Grok 4.3 finally shows its work. The traces are messier than expected.

Grok 4.3 gives us our first broad PsychBench look at xAI reasoning summaries, and the summaries leak more than poker strategy.

12,210

decisions analyzed

200 heads-up games

341

cross-language leaks

Japanese or Chinese in English traces

9,267

max reasoning tokens

on a folded full house

TLDR

Earlier Grok 4.x runs were mostly black boxes for us. Then something changed on the API side. With Grok 4.3, the API returned readable reasoning summaries on almost every decision in our heads-up tournament. That's useful, but it also changes what we're looking at.

The main surprise: the visible text doesn't behave like a clean transcript of the model's thinking. It behaves more like a compressed summary artifact, and the final tool call can still go a different way.

The visible summaries behave like lossy artifacts, not raw chains.
189 summaries leaked Assistant: scaffolding or summarizer-style instructions.
341 summaries mixed Japanese or Chinese characters into otherwise English reasoning.
85 summaries said “I fold” while the final tool action did something else.

The summaries give away the process

Grok 4.3 averaged 876 reasoning tokens per decision, but the visible summary averaged only 159 characters. That's not a transcript. It's a tight compression of something longer.

The strongest tell is that 189 summaries contain exact Assistant: artifacts. Some leak summarizer-style instructions directly, like a prompt to turn detailed hidden deliberation into a clean final response.

What we can observe

The API exposes artifacts, not the full chain

Reported reasoning budget

tokens

API metadata reports 876 reasoning tokens on average. We don't see the full chain.

Visible summary

summary

The text returned to us averages 159 characters and sometimes leaks summarizer-style scaffolding.

Final tool call

action

The action can disagree with the visible summary, so the summary alone can't explain the move.

12,177

visible summaries captured

159 chars

average visible summary length

189

summaries with exact Assistant: artifacts

Counts come from Grok 4.3 rows in may3_300pm_hu and may4_242pm_hu. We counted 12,210 Grok decisions, 12,177 non-empty summaries, and a max of 9,267 reasoning tokens.

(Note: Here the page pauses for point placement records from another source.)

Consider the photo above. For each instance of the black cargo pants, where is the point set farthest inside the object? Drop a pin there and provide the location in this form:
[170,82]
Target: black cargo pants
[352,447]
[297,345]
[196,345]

The visibility switch happened before 4.3

The reason this matters beyond Grok 4.3: we saw the same model id change behavior. On April 5 and April 7, grok-4.20-beta-0309-reasoning reported reasoning tokens but returned no visible summaries. On April 16, the same model id returned summaries for every Grok 4.2 decision in that matchup.

That doesn't prove how xAI's internals are built. It does show that the visible summary is controlled by provider-side serving behavior, not just by the model name on the run.

Apr 5

Grok 4.2

No visible summaries

visible summaries / 6,997 decisions

Apr 7

Grok 4.2

Still dark

visible summaries / 1,237 decisions

Apr 16

Grok 4.2

641

Summaries appear

visible summaries / 641 decisions

The API model id stays fixed across all three runs: grok-4.20-beta-0309-reasoning. Visible summary coverage moves from 0% to 100%.

April 5 and April 7 cover 8,234 Grok 4.2 decisions with reasoning-token metadata and zero visible summaries. April 16 covers 641 Grok 4.2 decisions with non-empty summaries under the same API model id.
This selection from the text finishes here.